If jwt_secret or encryption_key is empty on first start, BackupX generates a random value and persists it to the system_configs table. Keep a backup of data/backupx.db — losing it invalidates all existing encrypted storage configurations.

Environment variables

The environment wins when both file and env are set.

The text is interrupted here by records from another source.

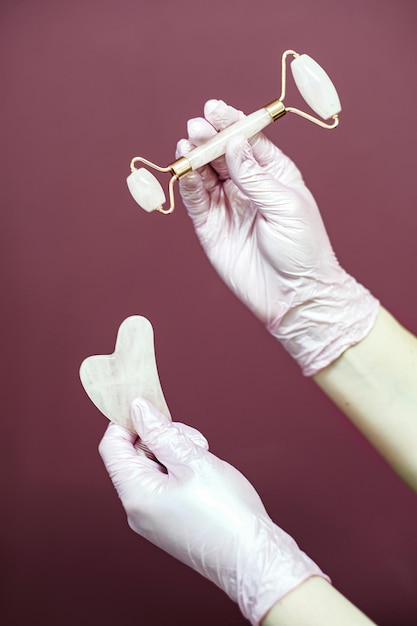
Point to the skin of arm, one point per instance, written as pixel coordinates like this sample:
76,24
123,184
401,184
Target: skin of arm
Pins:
315,603
375,384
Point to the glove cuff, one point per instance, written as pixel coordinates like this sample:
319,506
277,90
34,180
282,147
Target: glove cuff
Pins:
330,319
278,566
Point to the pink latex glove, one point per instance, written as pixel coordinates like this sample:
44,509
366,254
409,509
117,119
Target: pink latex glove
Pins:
261,229
202,511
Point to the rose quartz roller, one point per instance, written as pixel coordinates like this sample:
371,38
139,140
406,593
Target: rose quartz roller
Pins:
312,82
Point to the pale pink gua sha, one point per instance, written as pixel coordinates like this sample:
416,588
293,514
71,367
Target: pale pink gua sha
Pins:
112,381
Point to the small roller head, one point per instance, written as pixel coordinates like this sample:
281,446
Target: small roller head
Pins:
146,190
315,86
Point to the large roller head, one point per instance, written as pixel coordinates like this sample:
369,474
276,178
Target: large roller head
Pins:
315,86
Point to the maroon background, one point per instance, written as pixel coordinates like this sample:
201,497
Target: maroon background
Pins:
87,85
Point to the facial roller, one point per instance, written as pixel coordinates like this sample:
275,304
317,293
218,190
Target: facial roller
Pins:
315,87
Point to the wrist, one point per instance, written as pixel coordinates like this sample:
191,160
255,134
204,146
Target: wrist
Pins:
275,567
325,320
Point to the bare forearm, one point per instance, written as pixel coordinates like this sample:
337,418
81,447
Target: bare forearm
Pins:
375,384
315,603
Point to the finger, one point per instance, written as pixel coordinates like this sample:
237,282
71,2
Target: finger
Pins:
220,115
276,163
256,183
117,444
194,434
170,444
195,187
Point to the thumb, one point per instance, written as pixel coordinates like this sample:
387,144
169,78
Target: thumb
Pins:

All dot-paths become underscores and uppercase:

Config keyEnv variable
server.portBACKUPX_SERVER_PORT
server.external_urlBACKUPX_SERVER_EXTERNAL_URL
security.jwt_expireBACKUPX_SECURITY_JWT_EXPIRE
log.levelBACKUPX_LOG_LEVEL
backup.max_concurrentBACKUPX_BACKUP_MAX_CONCURRENT
backup.temp_dirBACKUPX_BACKUP_TEMP_DIR
backup.bandwidth_limitBACKUPX_BACKUP_BANDWIDTH_LIMIT

Master external URL

Set server.external_url when BackupX is behind Docker, Nginx, a load balancer, or any reverse proxy whose internal Host is not reachable by remote Agents:

server:
  external_url: "https://backup.example.com"

This value is used when BackupX renders one-click Agent install scripts and docker-compose snippets. It must be reachable from every Agent host. Leave it empty only when X-Forwarded-Proto / X-Forwarded-Host are reliable and point to the same URL that Agents can access.